The mass-market paperback book that we know today was born during WWII when the cost of paper was less than its transportation. Cheap paper and binding meant publishers could print a higher number of books at a relatively low cost around the country. When books weren't selling by the end of the fiscal year, bookstores began claiming losses by tearing off the covers and sending them to the publishers. This created an audit trail for booksellers and was cheaper for both parties.

But coverless books began popping up at thrift stores and flea markets, and in the 1990s, publishers began printing copyright notices on the insides of cheap paperbacks that read: "If you purchased this book without a cover, it has been reported to the publisher as 'unsold and destroyed,' and neither author nor publisher have received payment for this book."

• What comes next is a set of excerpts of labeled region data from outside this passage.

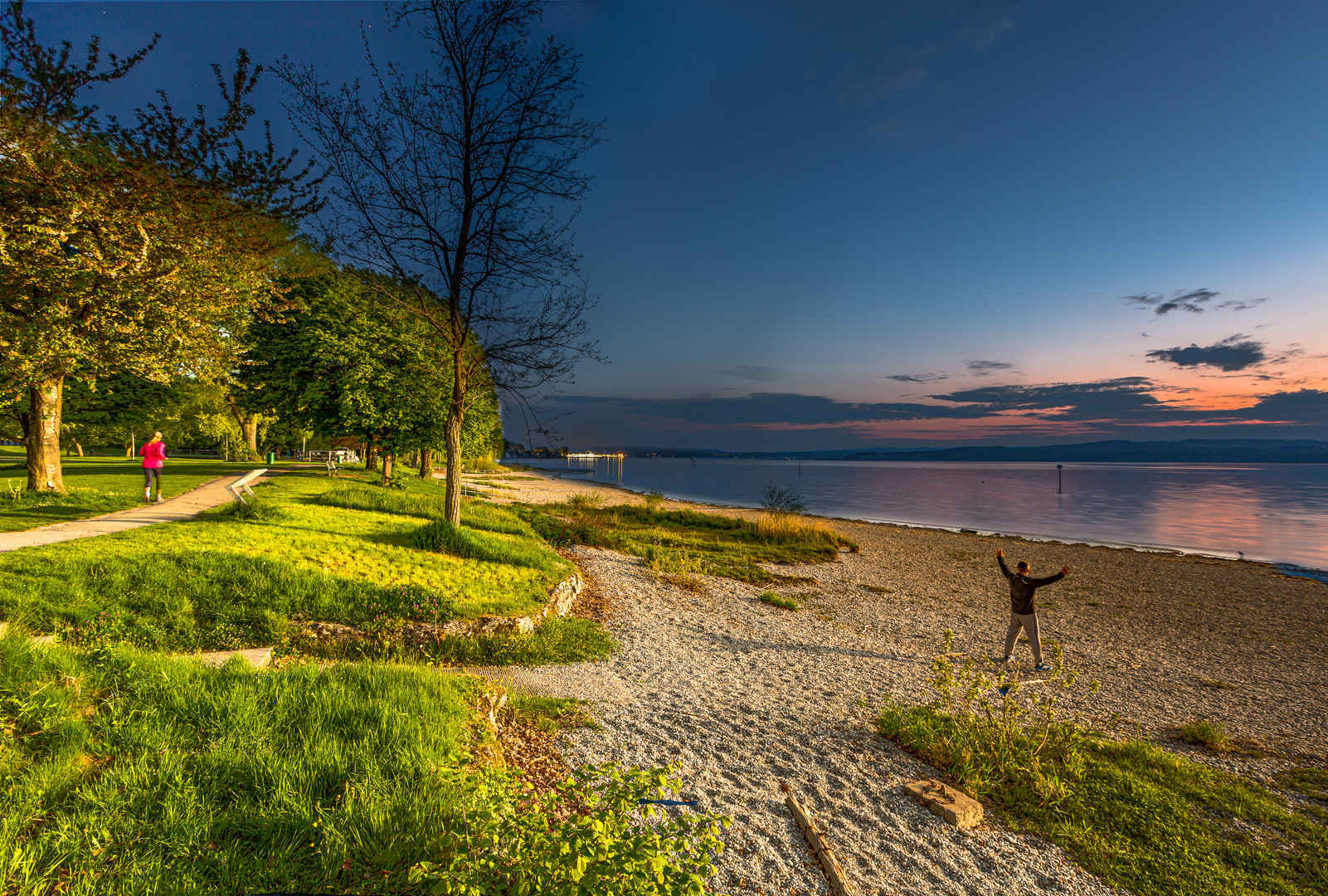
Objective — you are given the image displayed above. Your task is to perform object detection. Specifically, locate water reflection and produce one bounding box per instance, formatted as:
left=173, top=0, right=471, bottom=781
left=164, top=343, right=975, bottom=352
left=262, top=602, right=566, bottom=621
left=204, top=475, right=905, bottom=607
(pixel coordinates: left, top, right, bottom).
left=518, top=455, right=1328, bottom=568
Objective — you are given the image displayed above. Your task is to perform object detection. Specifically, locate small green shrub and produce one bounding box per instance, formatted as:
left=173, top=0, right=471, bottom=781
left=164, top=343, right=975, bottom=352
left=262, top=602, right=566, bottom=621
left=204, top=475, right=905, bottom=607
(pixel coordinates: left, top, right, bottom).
left=758, top=591, right=800, bottom=609
left=878, top=632, right=1097, bottom=808
left=1180, top=718, right=1231, bottom=752
left=411, top=762, right=731, bottom=896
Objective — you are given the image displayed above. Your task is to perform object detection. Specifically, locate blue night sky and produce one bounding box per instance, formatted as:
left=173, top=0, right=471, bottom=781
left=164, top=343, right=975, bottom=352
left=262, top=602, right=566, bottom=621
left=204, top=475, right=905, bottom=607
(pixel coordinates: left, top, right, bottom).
left=28, top=0, right=1328, bottom=450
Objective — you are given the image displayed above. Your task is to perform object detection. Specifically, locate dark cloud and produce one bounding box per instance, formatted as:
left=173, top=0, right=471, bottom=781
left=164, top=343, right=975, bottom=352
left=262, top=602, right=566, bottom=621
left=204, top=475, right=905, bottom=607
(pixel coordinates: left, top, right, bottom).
left=1125, top=290, right=1228, bottom=314
left=1242, top=389, right=1328, bottom=425
left=931, top=377, right=1194, bottom=422
left=711, top=363, right=784, bottom=382
left=1147, top=334, right=1268, bottom=373
left=1213, top=296, right=1268, bottom=310
left=882, top=373, right=950, bottom=382
left=531, top=377, right=1328, bottom=450
left=968, top=361, right=1014, bottom=377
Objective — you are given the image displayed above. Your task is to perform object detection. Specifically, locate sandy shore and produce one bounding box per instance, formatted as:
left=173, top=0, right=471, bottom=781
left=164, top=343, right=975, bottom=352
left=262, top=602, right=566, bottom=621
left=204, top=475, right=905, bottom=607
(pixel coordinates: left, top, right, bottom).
left=480, top=476, right=1328, bottom=894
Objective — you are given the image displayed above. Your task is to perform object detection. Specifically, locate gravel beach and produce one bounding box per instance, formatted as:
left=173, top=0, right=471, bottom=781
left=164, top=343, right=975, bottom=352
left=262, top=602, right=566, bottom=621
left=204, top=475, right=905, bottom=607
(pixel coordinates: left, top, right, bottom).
left=472, top=478, right=1328, bottom=894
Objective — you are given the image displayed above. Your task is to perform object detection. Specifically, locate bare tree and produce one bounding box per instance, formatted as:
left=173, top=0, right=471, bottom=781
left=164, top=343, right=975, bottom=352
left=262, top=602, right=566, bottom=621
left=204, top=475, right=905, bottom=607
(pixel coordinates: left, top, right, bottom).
left=278, top=0, right=601, bottom=523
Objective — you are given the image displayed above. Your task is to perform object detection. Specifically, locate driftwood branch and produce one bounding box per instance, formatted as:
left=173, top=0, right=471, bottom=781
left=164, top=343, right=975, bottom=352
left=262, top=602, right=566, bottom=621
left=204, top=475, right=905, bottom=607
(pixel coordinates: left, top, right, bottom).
left=784, top=794, right=853, bottom=896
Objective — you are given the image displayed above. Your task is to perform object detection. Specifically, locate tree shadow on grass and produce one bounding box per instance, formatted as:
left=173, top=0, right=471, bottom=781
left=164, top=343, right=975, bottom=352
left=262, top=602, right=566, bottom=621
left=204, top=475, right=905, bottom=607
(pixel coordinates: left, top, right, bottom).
left=0, top=551, right=453, bottom=652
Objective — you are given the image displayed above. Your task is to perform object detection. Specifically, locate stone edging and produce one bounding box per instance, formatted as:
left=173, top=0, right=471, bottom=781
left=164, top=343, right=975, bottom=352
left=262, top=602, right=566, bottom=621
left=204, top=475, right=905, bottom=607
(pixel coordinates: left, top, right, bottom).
left=300, top=572, right=586, bottom=646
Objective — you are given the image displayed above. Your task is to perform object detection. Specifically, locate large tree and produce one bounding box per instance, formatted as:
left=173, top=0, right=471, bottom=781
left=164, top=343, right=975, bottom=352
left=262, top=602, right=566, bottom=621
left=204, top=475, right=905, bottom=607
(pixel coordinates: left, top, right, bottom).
left=278, top=0, right=599, bottom=522
left=0, top=2, right=318, bottom=491
left=236, top=270, right=502, bottom=476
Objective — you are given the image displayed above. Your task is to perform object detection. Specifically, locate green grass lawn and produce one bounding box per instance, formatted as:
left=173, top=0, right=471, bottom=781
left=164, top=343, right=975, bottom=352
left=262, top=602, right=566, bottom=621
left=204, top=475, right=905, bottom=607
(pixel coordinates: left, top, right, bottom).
left=0, top=473, right=572, bottom=650
left=0, top=446, right=272, bottom=533
left=518, top=495, right=858, bottom=584
left=0, top=637, right=722, bottom=896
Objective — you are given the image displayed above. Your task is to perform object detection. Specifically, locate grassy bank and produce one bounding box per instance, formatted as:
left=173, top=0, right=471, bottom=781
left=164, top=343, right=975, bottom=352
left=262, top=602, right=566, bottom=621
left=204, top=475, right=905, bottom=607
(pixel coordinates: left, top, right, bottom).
left=519, top=495, right=858, bottom=584
left=0, top=474, right=571, bottom=650
left=0, top=446, right=270, bottom=533
left=879, top=644, right=1328, bottom=896
left=0, top=637, right=720, bottom=896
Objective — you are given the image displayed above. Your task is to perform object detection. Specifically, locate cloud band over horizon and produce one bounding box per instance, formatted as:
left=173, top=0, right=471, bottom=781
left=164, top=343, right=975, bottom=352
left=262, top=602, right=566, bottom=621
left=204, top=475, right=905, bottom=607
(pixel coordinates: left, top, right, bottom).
left=512, top=377, right=1328, bottom=451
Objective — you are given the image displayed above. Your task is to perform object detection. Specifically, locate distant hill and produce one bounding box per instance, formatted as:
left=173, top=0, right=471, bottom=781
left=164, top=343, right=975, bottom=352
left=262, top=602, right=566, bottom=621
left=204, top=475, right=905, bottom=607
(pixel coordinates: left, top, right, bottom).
left=844, top=438, right=1328, bottom=463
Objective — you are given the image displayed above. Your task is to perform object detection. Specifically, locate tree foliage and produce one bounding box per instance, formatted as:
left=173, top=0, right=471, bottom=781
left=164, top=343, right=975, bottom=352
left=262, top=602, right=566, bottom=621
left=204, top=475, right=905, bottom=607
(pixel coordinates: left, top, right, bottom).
left=236, top=270, right=502, bottom=470
left=278, top=0, right=599, bottom=523
left=0, top=2, right=319, bottom=489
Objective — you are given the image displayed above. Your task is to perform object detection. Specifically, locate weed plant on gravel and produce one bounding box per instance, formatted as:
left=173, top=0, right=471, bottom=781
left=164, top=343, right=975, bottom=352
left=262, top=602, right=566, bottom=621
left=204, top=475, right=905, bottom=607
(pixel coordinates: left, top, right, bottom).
left=1180, top=718, right=1231, bottom=752
left=0, top=637, right=727, bottom=896
left=879, top=632, right=1328, bottom=896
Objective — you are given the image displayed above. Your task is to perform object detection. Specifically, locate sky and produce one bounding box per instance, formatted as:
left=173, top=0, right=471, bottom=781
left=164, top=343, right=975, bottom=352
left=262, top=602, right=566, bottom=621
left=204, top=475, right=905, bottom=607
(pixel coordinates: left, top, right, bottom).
left=28, top=0, right=1328, bottom=451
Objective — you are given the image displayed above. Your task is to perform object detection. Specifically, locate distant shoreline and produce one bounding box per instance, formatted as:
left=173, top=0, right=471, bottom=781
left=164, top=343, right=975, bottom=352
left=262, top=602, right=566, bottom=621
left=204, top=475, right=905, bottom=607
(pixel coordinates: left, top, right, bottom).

The notice was meant to discourage booksellers and others parties from pulling books out of the trash and attempting to make an illegal profit, but the notice often was ignored and eventually was phased out. Today, big booksellers still send the covers back to their publishers and then often don't donate them because there's no monetary incentive and no tax credit available. Their loss has been claimed already. Smaller bookstores don't have the money to send the entire books back and don't have an incentive to find a willing charity.

On the last day Borders was in business, Esparza and a few fellow employees took down the fixtures, boxed up the remaining books and took one last look before locking the doors.

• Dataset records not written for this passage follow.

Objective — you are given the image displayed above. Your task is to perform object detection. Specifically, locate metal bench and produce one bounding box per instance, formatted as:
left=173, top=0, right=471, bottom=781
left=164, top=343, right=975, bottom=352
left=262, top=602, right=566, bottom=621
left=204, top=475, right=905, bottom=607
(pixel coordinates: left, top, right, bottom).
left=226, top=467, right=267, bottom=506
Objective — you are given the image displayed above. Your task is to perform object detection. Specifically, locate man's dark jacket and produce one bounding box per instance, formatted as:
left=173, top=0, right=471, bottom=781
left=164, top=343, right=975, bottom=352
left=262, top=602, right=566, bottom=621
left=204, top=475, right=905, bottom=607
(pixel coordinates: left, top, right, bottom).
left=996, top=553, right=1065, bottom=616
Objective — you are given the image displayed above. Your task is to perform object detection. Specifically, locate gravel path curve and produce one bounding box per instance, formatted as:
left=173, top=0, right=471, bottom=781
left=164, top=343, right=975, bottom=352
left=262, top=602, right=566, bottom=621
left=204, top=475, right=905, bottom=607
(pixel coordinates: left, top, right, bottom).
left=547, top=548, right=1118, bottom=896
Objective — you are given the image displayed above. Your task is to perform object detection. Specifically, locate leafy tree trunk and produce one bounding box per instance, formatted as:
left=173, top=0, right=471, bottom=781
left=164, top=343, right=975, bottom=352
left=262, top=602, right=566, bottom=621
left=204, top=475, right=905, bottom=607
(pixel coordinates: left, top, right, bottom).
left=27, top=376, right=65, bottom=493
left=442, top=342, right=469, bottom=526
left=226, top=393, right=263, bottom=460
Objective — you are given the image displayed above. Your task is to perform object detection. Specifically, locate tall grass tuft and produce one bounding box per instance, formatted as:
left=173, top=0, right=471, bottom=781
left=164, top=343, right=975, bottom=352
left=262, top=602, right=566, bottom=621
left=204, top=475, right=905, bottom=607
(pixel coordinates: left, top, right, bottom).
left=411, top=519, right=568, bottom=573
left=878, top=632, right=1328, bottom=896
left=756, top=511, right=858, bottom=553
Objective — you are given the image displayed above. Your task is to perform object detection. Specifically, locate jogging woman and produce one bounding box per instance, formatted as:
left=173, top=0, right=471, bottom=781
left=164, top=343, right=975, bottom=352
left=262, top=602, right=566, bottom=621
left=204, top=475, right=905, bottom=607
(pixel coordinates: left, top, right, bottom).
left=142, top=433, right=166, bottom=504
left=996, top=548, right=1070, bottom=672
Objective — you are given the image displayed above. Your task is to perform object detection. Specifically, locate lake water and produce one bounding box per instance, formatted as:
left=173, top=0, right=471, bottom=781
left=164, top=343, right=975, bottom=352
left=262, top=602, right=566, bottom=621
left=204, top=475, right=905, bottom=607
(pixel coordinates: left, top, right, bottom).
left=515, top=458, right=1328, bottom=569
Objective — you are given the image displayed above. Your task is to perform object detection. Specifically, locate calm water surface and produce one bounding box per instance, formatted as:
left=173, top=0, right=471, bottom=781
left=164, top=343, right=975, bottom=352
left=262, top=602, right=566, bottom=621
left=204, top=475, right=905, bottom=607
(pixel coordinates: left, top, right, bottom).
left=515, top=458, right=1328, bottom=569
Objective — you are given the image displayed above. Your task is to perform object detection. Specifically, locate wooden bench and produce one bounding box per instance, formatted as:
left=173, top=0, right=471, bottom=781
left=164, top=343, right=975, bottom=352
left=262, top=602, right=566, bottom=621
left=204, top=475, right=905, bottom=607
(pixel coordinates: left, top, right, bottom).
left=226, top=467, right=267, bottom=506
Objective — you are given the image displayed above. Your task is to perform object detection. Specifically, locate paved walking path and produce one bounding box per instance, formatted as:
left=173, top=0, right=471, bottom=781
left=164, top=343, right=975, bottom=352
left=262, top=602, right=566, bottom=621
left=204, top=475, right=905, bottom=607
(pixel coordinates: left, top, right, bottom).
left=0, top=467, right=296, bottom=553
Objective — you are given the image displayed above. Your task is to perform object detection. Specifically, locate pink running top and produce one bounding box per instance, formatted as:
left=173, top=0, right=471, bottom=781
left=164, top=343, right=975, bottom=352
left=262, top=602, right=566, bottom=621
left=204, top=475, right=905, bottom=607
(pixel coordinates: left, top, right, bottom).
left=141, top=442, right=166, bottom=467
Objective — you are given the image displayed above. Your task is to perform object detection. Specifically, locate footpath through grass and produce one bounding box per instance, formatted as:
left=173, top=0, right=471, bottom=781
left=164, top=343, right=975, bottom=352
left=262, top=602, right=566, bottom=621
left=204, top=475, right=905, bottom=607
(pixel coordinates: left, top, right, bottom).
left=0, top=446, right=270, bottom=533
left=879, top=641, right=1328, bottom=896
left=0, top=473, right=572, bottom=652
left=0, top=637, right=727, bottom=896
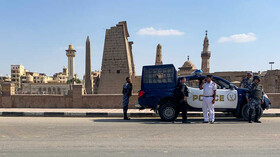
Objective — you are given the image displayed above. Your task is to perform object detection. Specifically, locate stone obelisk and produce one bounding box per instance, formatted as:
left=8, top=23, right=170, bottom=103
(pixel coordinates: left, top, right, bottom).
left=155, top=44, right=162, bottom=65
left=85, top=36, right=92, bottom=94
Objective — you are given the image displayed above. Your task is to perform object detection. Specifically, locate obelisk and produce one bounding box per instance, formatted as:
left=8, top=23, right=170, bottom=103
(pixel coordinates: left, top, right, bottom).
left=85, top=36, right=92, bottom=94
left=155, top=44, right=162, bottom=65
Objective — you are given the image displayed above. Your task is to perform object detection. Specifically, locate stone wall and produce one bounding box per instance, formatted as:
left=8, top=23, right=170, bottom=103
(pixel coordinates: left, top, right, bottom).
left=0, top=94, right=138, bottom=109
left=0, top=85, right=280, bottom=109
left=267, top=93, right=280, bottom=108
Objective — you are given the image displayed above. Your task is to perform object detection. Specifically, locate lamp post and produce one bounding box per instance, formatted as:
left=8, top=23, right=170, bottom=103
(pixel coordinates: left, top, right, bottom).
left=269, top=62, right=274, bottom=70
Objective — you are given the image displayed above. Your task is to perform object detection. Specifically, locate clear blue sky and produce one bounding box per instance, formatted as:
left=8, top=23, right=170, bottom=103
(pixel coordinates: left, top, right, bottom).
left=0, top=0, right=280, bottom=78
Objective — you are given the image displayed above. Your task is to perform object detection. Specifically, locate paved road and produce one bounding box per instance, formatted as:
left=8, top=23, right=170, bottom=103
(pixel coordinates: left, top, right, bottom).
left=0, top=117, right=280, bottom=157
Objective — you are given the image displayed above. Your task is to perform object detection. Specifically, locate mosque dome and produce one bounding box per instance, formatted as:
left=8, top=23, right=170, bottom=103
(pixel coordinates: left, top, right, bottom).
left=178, top=56, right=196, bottom=75
left=68, top=44, right=74, bottom=50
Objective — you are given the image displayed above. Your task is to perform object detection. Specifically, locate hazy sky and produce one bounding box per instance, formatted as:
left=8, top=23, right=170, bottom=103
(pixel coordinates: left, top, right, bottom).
left=0, top=0, right=280, bottom=78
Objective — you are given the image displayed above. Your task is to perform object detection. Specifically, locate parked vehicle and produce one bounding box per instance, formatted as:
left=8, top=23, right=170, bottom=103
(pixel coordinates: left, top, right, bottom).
left=135, top=64, right=271, bottom=121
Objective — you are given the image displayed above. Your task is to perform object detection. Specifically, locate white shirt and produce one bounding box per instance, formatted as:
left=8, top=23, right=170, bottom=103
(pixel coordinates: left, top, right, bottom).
left=202, top=81, right=217, bottom=96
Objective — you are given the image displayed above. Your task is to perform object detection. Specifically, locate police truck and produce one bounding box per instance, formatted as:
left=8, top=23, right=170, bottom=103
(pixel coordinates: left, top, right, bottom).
left=135, top=64, right=271, bottom=121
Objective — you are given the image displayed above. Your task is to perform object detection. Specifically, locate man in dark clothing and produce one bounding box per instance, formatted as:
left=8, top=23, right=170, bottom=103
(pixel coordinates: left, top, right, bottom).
left=173, top=77, right=189, bottom=123
left=247, top=76, right=263, bottom=123
left=122, top=77, right=132, bottom=120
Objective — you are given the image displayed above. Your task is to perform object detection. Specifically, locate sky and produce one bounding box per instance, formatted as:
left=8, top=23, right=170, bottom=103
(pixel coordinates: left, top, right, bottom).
left=0, top=0, right=280, bottom=78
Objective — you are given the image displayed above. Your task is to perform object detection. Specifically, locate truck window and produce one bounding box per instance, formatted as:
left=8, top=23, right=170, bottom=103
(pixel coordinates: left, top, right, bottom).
left=143, top=68, right=174, bottom=84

The fate of the books left behind — the ones that hadn't sold after rounds of 25, 50 and 75 percent-off sales — was left in the hands of liquidators and bulk-wholesale buyers who would eventually swing by. But as reported by Inhabitat and Huffington Post in 2010, Borders planned to throw the remainder of its literary merchandise away. Employees and advocates created Facebook pages urging Borders to donate its remaining stock ("Save the books!"), but, ultimately, they weren't successful.

On January 20, 2010, Borders posted a notice to employees on its server, Bookmark, that though its Waldenbooks stores would be working with donation organizations to collect unsold gift items, mass-market paperbacks would be destroyed. The notice then was posted on the Donate, Not Dumpster Facebook page by employees:

It is important for everyone to realize that the practice of stripping mass-market books and returning the covers for credit is an industry-wide practice and we won't be able to change this overnight," the notice reads. "It is also important to note that, if we were to return the mass-market books whole copy to the publishers, they would in turn pulp them, so we would have spent as much freight, and a much bigger carbon footprint sending tonnage across the country versus just covers. As for donating the books, even if we could do such a thing (which the publishers currently will not allow), how would we determine which books were suitable to be donated to which organization...I'm sure many of you have tried to donate books to libraries and schools and found that it is not an easy task. They very often simply don't want them — especially mass-market — due to content and/or condition.

"It was always odd to me that the system couldn't figure out a way to better handle the books that didn't sell," Esparza says. "But there we were, booksellers ripping the covers off mass-market paperbacks and tossing them in the trash."

"I have no doubt that we're throwing away more books than ever before," says Robert Spindler, an archivist and head of Archives and Special Collections at Arizona State University. "And as a result, libraries are now racing to scan what we've determined are endangered books and preserve the information."

To determine a book's "endangered" status, librarians use a database called WorldCat, which keeps track of what books are where and enables libraries to send the overflow to special storage (or the garbage can).

Guarded books are kept in rare-collection rooms and climate-controlled warehouses to slow their deterioration, says Spindler, in case the technology used to preserve them fails.

Book fans also use technology to find each other. They create book clubs, sell books online and find donation programs (or artists who can use them as supplies) to help prolong the lives of their well-loved printed materials.

Sloan says that even authors are paying more and more attention to technology and how readers are consuming their content. And though he'll always have a soft spot for bookstores, libraries and physical books, he also recognizes the permanent object's ultimate impermanence.

"Maybe we've become too precious with the book," he says. "It's a sad realization that no one wants them, but maybe it's healthy that in the end, most of them get destroyed," he says.

"I've come to think of a book on my shelf not as a trophy, but something on a to-do list."